Samsung’s NX100 is a more compact NX10. Samsung has managed to pack an APS-C CMOS image sensor into a very svelte body. I’m not sure how it compares to Sony’s NEX-5 but my guess is the two will be hotly compared. Probably just as small, if not smaller, than the Micro Four Thirds cameras from Olympus and Panasonic, the NX100 and Sony’s NEX-5 pack larger image sensors. I’m thinking APS-C in tiny packages is the future. Micro Four Thirds cameras will need to get even smaller. Here’s a very brief comparison of the NX100 to the NEX-5:
The NEX-5 sports a 14.2MP Exmor APS HD CMOS image sensor. The NX100 is a 14.6MP shooter, a bit more pixels than the NEX-5, but limits video recording to 720p, in H.264. The NEX-5 is 1080/60i capable in AVCHD. The NX100 has an ISO range of 100 to 3200 that can boosted to 6400. The NEX-5 has a range of 200 to 12800.

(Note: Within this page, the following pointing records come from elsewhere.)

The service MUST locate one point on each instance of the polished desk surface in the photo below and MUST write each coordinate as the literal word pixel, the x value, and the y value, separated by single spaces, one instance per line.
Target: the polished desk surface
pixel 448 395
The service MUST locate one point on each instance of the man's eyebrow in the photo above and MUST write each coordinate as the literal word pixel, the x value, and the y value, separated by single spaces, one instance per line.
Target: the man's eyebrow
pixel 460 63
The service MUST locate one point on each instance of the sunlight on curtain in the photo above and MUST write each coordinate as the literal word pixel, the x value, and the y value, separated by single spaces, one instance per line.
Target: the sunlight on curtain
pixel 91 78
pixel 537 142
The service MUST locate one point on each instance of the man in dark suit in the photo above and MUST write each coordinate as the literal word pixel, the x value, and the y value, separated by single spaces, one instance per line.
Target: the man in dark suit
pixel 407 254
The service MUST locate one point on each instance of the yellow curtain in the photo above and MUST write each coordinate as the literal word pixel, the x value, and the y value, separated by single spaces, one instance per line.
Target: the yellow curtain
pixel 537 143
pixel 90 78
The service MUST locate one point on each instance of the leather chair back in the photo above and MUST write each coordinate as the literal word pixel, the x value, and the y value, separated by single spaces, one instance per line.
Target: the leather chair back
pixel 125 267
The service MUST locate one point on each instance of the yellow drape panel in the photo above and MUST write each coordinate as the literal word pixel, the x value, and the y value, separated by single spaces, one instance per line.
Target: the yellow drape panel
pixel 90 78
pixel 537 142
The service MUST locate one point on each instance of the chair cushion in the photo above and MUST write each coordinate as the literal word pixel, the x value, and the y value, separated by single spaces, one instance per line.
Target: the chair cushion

The NX100 has an optional GPS10 module that geo-tags. A unique feature of the NX100 is the new i-Function lens system that lets you scroll through and change manual settings such as shutter speed, aperture, exposure, white balance, and ISO. The folks at Samsung took what Canon did with its S90/S95 and supercharged it. Typically, Samsung works with Schneider for its lenses, not so here it seems. The NX100 uses SD/SDHC cards. The similarity of the naming conventions is interesting: NX vs. NEX.